### Y2018M02D16_RH_Number_Streams_Per_Basin_V01

* Purpose of script: determine the number of streams per GDBD basin
* Author: Rutger Hofste
* Kernel used: python35
* Date created: 20180216

Approach:  
1. load line data  
1. buffer lines with tiny value
1. group lines based on overlap
1. Add group numbers to basin polygons
1. basins with more than 1 (>1) line groups are delta regions

Old approach:
[Strategy](https://gis.stackexchange.com/questions/132723/unsplit-dissolve-multiple-touching-lines-in-stream-network-using-arcgis-desktop)

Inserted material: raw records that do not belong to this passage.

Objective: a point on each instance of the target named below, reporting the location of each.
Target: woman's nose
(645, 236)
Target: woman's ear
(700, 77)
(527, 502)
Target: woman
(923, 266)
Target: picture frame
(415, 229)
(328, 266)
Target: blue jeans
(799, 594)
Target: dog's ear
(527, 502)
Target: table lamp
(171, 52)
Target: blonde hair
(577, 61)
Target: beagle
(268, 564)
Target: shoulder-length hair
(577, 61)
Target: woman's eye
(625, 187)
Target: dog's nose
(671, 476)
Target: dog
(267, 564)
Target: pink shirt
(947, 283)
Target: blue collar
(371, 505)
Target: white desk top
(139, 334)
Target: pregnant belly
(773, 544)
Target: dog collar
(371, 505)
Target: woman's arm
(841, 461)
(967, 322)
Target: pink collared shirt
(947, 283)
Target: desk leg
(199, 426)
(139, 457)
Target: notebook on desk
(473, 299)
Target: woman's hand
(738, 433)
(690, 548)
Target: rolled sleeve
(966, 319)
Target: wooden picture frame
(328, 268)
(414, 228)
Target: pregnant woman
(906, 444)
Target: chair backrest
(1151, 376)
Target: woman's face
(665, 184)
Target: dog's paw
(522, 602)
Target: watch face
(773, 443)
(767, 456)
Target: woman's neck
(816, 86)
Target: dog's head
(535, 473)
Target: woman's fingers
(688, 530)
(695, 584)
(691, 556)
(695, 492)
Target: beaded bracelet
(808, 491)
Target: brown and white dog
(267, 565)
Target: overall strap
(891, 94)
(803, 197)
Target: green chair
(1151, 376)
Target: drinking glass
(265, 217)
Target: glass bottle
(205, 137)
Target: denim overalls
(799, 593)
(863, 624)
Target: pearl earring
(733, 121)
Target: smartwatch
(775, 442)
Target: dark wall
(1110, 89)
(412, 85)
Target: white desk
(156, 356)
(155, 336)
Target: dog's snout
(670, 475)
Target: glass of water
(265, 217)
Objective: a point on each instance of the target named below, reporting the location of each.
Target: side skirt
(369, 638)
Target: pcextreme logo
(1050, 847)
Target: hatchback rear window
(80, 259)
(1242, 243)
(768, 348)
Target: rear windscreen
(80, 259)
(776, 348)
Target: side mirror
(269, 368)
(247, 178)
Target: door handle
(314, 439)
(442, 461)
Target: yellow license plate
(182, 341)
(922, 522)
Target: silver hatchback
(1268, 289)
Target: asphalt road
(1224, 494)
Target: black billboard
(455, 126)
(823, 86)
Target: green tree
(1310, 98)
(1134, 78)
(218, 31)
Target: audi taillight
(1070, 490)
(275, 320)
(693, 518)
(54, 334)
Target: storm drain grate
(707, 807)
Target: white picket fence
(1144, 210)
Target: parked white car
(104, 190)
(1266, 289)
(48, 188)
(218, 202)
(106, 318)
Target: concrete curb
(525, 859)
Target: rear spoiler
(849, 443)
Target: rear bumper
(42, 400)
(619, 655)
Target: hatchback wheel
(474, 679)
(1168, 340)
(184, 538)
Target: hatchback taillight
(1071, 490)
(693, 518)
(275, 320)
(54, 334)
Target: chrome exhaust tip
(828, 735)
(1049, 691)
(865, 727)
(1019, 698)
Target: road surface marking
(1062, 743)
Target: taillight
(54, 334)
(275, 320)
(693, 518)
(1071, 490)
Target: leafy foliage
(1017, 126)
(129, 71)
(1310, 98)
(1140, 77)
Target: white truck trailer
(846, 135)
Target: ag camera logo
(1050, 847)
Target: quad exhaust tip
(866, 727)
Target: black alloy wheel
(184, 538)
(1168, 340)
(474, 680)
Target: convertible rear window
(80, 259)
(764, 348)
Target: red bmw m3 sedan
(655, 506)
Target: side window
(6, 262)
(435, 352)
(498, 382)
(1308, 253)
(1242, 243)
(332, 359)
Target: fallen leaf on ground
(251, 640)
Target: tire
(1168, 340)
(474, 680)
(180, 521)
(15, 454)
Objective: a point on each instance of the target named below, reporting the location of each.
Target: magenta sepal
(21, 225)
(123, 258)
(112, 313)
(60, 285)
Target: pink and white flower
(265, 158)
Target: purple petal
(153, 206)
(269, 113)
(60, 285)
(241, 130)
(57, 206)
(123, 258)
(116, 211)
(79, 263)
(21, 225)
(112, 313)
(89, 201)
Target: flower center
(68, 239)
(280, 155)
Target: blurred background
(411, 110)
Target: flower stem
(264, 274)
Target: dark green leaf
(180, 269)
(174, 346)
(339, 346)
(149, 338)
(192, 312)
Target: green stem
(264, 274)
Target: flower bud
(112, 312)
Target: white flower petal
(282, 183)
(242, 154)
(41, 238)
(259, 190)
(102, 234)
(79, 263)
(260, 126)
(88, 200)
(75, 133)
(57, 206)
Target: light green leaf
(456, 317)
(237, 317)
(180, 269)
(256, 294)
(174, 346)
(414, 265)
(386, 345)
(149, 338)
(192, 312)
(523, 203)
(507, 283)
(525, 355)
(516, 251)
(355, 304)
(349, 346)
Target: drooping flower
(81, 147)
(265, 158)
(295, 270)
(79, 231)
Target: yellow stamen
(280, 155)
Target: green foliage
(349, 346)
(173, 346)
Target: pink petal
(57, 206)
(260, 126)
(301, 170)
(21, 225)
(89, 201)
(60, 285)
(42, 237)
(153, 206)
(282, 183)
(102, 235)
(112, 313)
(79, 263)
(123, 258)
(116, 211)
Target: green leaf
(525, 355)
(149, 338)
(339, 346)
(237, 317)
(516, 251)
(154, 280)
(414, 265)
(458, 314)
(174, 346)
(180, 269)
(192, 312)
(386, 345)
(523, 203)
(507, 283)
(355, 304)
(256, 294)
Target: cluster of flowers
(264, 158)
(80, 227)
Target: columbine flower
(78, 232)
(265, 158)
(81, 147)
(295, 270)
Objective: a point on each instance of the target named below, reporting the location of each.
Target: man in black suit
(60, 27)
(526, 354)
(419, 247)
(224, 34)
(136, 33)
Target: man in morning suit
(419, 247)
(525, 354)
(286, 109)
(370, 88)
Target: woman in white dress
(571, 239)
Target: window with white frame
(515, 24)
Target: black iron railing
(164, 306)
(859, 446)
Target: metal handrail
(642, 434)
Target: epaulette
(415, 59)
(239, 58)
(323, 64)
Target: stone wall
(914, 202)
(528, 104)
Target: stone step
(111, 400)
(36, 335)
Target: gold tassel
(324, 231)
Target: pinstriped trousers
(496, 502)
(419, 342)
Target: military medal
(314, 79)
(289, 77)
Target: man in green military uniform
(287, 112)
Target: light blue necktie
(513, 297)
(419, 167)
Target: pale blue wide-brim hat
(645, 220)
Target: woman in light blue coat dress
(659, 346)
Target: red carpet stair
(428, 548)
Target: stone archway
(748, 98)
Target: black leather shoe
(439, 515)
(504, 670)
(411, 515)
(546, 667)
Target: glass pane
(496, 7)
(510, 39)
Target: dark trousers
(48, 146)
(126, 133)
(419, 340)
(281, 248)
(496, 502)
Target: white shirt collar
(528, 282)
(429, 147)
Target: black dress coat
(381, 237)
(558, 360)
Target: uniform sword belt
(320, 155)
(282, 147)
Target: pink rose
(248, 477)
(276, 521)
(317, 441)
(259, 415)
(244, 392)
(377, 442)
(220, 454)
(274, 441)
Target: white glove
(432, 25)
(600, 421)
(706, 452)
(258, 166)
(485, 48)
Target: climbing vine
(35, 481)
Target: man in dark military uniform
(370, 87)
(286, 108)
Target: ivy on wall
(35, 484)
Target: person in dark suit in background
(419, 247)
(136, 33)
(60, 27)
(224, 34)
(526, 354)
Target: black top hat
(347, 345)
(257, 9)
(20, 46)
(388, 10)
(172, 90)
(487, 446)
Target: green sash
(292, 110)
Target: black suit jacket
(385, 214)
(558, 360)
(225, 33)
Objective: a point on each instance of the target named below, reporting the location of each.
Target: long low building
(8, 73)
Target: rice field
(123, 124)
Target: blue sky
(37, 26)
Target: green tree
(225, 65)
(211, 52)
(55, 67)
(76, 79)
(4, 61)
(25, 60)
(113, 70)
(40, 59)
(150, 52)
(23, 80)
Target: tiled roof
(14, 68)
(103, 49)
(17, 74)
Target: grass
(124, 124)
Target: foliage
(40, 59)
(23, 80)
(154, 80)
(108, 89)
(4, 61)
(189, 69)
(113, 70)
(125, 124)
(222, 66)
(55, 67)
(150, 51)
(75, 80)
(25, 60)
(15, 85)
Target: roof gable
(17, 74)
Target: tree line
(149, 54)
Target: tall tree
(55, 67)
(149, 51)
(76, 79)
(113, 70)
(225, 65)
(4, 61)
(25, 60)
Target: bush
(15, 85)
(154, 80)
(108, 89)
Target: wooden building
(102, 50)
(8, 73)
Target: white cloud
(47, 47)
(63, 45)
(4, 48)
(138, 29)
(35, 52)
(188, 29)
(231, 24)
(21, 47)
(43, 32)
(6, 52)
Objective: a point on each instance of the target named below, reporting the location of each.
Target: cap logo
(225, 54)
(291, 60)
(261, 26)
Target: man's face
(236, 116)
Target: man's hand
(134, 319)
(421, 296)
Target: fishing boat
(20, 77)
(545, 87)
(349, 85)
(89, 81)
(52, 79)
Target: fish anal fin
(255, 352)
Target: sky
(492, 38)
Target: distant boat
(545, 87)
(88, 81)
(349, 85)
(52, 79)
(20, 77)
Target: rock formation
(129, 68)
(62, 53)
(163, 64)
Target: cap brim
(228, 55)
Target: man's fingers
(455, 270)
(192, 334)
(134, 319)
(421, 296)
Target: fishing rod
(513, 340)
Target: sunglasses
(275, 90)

1. Explode multilines into single lines 
1. Tiny buffer around single lines
1. Take Union
1. Spatial join single line geodataframe and dissolved ID's 
1. Aggregate using polyline ID from previous step






In [1]:
import time, datetime, sys
dateString = time.strftime("Y%YM%mD%d")
timeString = time.strftime("UTC %H:%M")
start = datetime.datetime.now()
print(dateString,timeString)
sys.version

Y2018M02D19 UTC 11:20


'3.5.4 |Continuum Analytics, Inc.| (default, Aug 14 2017, 13:26:58) \n[GCC 4.4.7 20120313 (Red Hat 4.4.7-1)]'

In [2]:
SCRIPT_NAME = "Y2018M02D16_RH_Number_Streams_Per_Basin_V01"

EC2_INPUT_PATH  = ("/volumes/data/{}/input/").format(SCRIPT_NAME)
EC2_OUTPUT_PATH = ("/volumes/data/{}/output/").format(SCRIPT_NAME)

S3_INPUT_PATH = "s3://wri-projects/Aqueduct30/processData/Y2018M02D15_RH_GDBD_Merge_V01/output/"
S3_OUTPUT_PATH = "s3://wri-projects/Aqueduct30/processData/{}/output".format(SCRIPT_NAME)


INPUT_VERSION = 6
OUTPUT_VERSION = 1

TESTING = 1


In [None]:
!rm -r {EC2_INPUT_PATH}
!rm -r {EC2_OUTPUT_PATH}

!mkdir -p {EC2_INPUT_PATH}
!mkdir -p {EC2_OUTPUT_PATH}

In [None]:
!aws s3 cp {S3_INPUT_PATH} {EC2_INPUT_PATH} --recursive

In [3]:
import geopandas as gpd
import pandas as pd
import eeconvert
import folium


%matplotlib inline

In [4]:
file_name_streams = "{}GDBD_streams_EPSG4326_V{:02.0f}.shp".format(EC2_INPUT_PATH,INPUT_VERSION)
file_name_basins = "{}GDBD_basins_EPSG4326_V{:02.0f}.shp".format(EC2_INPUT_PATH,INPUT_VERSION)

In [5]:
gdf_streams = gpd.GeoDataFrame.from_file(file_name_streams)
gdf_basins = gpd.GeoDataFrame.from_file(file_name_basins)

In [6]:
gdf_streams_backup = gdf_streams.copy()
tiny_value = 0.00001

if TESTING:
    gdf_streams = gdf_streams[0:200]
    tiny_value = 0.1


In [7]:
gdf_streams['GDBD_ID'] = gdf_streams['GDBD_ID'].astype('int64')

In [8]:
gdf_streams.dtypes

OBJECTID        int64
GDBD_ID         int64
Ave_Str_Sl    float64
Shape_Leng    float64
geometry       object
dtype: object

## Functions 

In [9]:
def explode(gdf):
    """
    Will explode the geodataframe's muti-part geometries into single
    geometries. Each row containing a multi-part geometry will be split into
    multiple rows with single geometries, thereby increasing the vertical size
    of the geodataframe. The index of the input geodataframe is no longer
    unique and is replaced with a multi-index.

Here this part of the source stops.